Maurizio Bonfanti (Bergamo 1952 - )


About

Son of painter Angelo Bonfanti, Maurizio Bonfanti attended Bergamo's Liceo Artistico and studied etching at the Accademia di Belle Arti in the same city. Though he enrolled to study modern literature at Milan's Universita Statale, in 1973 he left that course of study to dedicate himself to the arts.

From 1976 to 1983, Bonfanti taught drawing and visual communications at a technical school in Bergamo. He spent the decade of the 1970's working exclusively on etching, but then moved on to painting. He has produced a number of series dealing in particular with religious themes, and experimenting with various techniques to render the human form, landscapes, and cityscapes.

His paintings have been exhibited in personal and collective exhibitions throughout Italy and in Montecarlo, France, Spain, and the USA since 1978. Bonfanti has also participated in two prestigious exhibitions at the Contemporary Art Centre Schalkwijk in Utrecht and held major exhibitions in Lineart, Gend, Belgium, and Holland. Most recently, he was also commissioned to create pieces for the Shoah Memorial to remember the victims of the Second World War.

Bonfanti says of his work, "Though we're offended by intolerance and discrimination in any form and abhor injustice that debases human dignity while embracing peace, our words and actions do not always correspond in our daily lives. (...) Art seems to have lost its critical voice and is increasingly subject to a set of values determined by the rules of the market.
If I were forced to stop dreaming and ponder reality with lucid rationality and objectivity, the image of Man I've been depicting who is injured and under attack would have to be replaced by a surface covered solely with deep, silent wounds.

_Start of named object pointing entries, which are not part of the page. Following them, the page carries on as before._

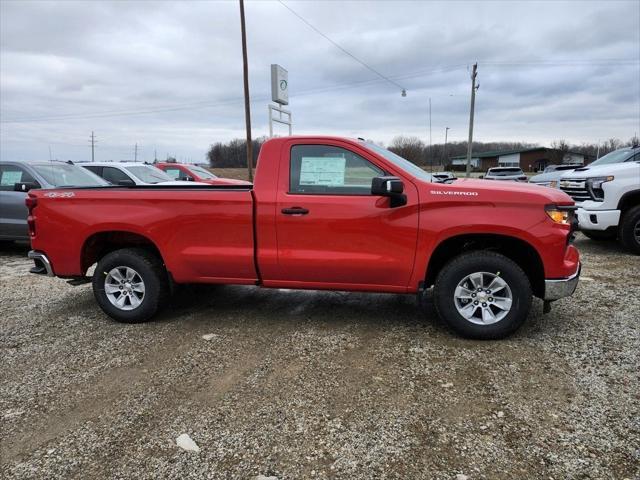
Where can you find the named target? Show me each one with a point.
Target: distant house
(529, 159)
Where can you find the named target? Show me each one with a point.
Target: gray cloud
(70, 67)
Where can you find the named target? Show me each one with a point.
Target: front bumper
(597, 219)
(42, 263)
(563, 287)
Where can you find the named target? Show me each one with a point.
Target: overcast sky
(168, 75)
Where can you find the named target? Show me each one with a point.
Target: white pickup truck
(607, 193)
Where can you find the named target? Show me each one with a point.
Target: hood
(491, 191)
(601, 170)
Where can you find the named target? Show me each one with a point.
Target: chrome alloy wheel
(124, 288)
(483, 298)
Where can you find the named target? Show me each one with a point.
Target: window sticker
(327, 171)
(10, 177)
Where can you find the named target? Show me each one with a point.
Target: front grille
(577, 189)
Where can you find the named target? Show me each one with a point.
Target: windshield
(400, 162)
(617, 156)
(64, 175)
(149, 174)
(202, 173)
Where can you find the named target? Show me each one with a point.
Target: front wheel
(482, 295)
(130, 285)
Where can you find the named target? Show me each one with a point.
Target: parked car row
(17, 178)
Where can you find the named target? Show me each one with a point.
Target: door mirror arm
(389, 186)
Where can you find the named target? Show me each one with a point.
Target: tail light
(31, 202)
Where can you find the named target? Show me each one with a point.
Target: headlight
(594, 185)
(558, 215)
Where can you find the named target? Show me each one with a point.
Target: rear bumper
(597, 219)
(564, 287)
(42, 264)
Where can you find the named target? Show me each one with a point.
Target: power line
(342, 49)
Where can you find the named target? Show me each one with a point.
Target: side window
(113, 175)
(12, 174)
(175, 173)
(323, 169)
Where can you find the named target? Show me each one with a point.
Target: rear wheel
(600, 234)
(130, 285)
(482, 295)
(630, 230)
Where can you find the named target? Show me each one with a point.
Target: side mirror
(391, 187)
(24, 186)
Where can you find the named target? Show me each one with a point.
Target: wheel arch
(520, 251)
(99, 244)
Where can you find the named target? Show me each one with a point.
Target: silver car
(506, 173)
(17, 178)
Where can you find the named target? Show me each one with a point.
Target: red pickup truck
(324, 213)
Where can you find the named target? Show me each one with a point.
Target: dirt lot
(318, 385)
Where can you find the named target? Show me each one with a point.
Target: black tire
(600, 235)
(630, 230)
(149, 269)
(497, 265)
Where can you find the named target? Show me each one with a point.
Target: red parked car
(323, 213)
(195, 173)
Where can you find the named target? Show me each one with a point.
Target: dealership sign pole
(280, 95)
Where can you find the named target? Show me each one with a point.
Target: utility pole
(474, 74)
(444, 150)
(93, 144)
(247, 106)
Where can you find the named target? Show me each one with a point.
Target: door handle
(295, 211)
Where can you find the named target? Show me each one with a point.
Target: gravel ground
(318, 385)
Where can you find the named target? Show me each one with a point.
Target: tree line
(233, 154)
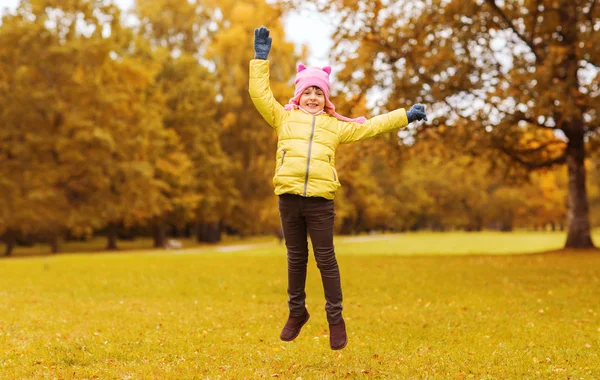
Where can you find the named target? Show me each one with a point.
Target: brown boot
(337, 336)
(293, 326)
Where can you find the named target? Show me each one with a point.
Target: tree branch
(514, 155)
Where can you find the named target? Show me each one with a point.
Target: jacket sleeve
(261, 94)
(351, 132)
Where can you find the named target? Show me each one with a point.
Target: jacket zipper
(332, 170)
(282, 159)
(312, 135)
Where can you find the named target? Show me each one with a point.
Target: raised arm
(351, 132)
(259, 88)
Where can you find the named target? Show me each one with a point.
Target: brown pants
(301, 216)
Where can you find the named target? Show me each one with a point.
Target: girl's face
(312, 100)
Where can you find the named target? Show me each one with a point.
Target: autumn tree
(506, 68)
(246, 138)
(179, 32)
(90, 150)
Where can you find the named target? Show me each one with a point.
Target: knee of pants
(297, 261)
(326, 261)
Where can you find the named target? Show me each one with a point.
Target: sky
(303, 27)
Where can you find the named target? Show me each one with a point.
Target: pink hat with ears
(314, 76)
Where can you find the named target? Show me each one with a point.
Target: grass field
(417, 306)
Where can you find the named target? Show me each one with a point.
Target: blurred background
(131, 119)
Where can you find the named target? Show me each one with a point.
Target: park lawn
(457, 242)
(212, 314)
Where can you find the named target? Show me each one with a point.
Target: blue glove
(262, 43)
(416, 112)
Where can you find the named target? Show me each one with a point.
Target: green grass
(416, 306)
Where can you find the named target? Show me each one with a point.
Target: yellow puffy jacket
(306, 143)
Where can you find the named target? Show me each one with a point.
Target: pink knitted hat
(313, 76)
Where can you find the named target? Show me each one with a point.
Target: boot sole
(339, 348)
(299, 329)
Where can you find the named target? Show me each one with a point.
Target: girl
(309, 131)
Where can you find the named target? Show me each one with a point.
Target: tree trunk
(209, 232)
(111, 244)
(578, 218)
(54, 243)
(159, 234)
(10, 238)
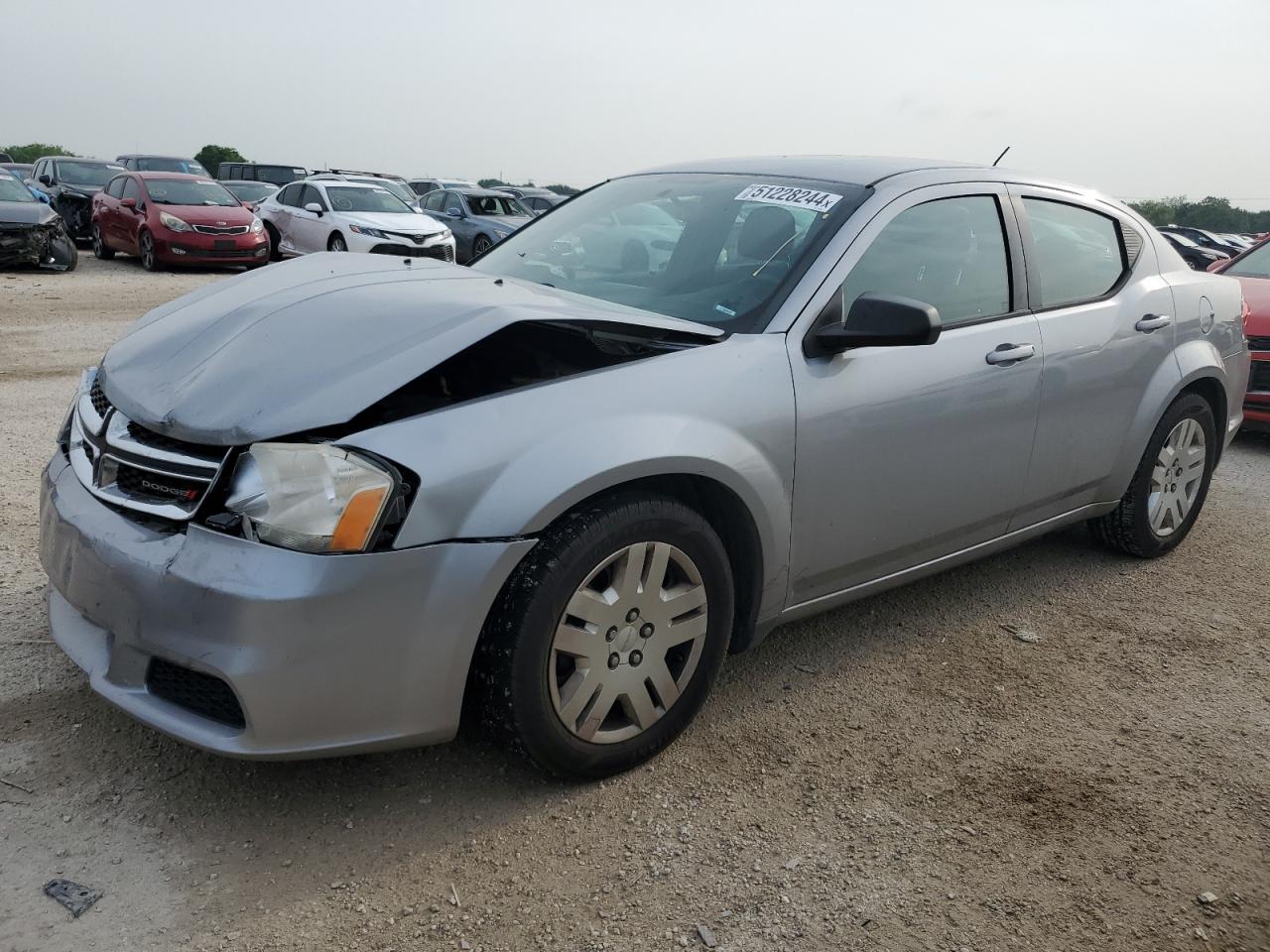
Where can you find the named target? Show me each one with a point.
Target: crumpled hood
(26, 213)
(313, 341)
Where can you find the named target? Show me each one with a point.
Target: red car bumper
(1256, 403)
(195, 248)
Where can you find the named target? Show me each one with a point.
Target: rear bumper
(322, 654)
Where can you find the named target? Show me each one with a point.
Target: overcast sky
(1139, 98)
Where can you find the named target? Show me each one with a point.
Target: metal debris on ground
(1023, 634)
(71, 895)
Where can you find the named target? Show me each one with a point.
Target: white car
(334, 214)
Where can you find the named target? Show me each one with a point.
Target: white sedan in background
(331, 214)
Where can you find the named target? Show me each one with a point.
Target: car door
(282, 216)
(1106, 322)
(911, 453)
(310, 231)
(130, 220)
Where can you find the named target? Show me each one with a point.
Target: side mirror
(874, 320)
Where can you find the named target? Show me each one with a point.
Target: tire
(275, 239)
(634, 259)
(149, 257)
(1165, 497)
(100, 249)
(531, 689)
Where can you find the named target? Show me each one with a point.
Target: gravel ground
(901, 774)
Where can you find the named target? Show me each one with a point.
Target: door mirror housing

By representing the human figure naked and exposed, I declare its supremacy; by not including the subject's face, I highlight his or her body language. I give them an awareness with theatrical poses, and the subjects are acted on, so the real protagonist is left free to participate in the staging. Since the face is an identifier an the intensity of an expression or the set of a mouth can hint at a condition or emotional state, when the face is hidden, the subject's condition or emotional state is inferred from the pose of the body, whether completely visible or incomplete. The pose of the body leaves the observer free to imagine the contours and face.

The surface of the paper on which I create my nudes suffers a series of attacks, which are in integral part of the expressive language of my works. I try to give substance to a smooth and neutral surface, and make it undergo a deterioration alongside the image, which is also intentionally eroded and scratched. The "wounded" paper is then glued to the canvas, creating the image of a body which seems to re-emerge from the past, but carries with it the fragility and energy of contemporary man."

Bonfanti places his human figures in the center of his compositions, alone and naked, often surrounded by darkness and faceless. His subjects are rendered standing, sitting, or crouching, but regardless in the spotlight and at the center of the artist's attention where they can be best seen and the fragile yet perfect matter from which man is made reflected upon. The body is presented as a gift, a knot which absorbs more and more the dense taciturn mixture of the surrounding space as it unravels.

The most immediate and instinctive response to Bonfanti's works is that the figures' positions in the space of the picture transmit a sense of uneasiness, as their placement is always a bit off and never being completely present. Portions of the body are often missing or are outside the composition, leaving the space to compress them in isolation. Yet the compositions do not express of solitude as much as the wish to be alone. Observers are led to reflect on solitude as a choice or as a punishment.

Bonfanti's figures also seen to be in a un-identifiable non-place: portions of the body seem to have been absorbed by the surrounding vacuum as depicted through a dramatic use of chiaroscuro.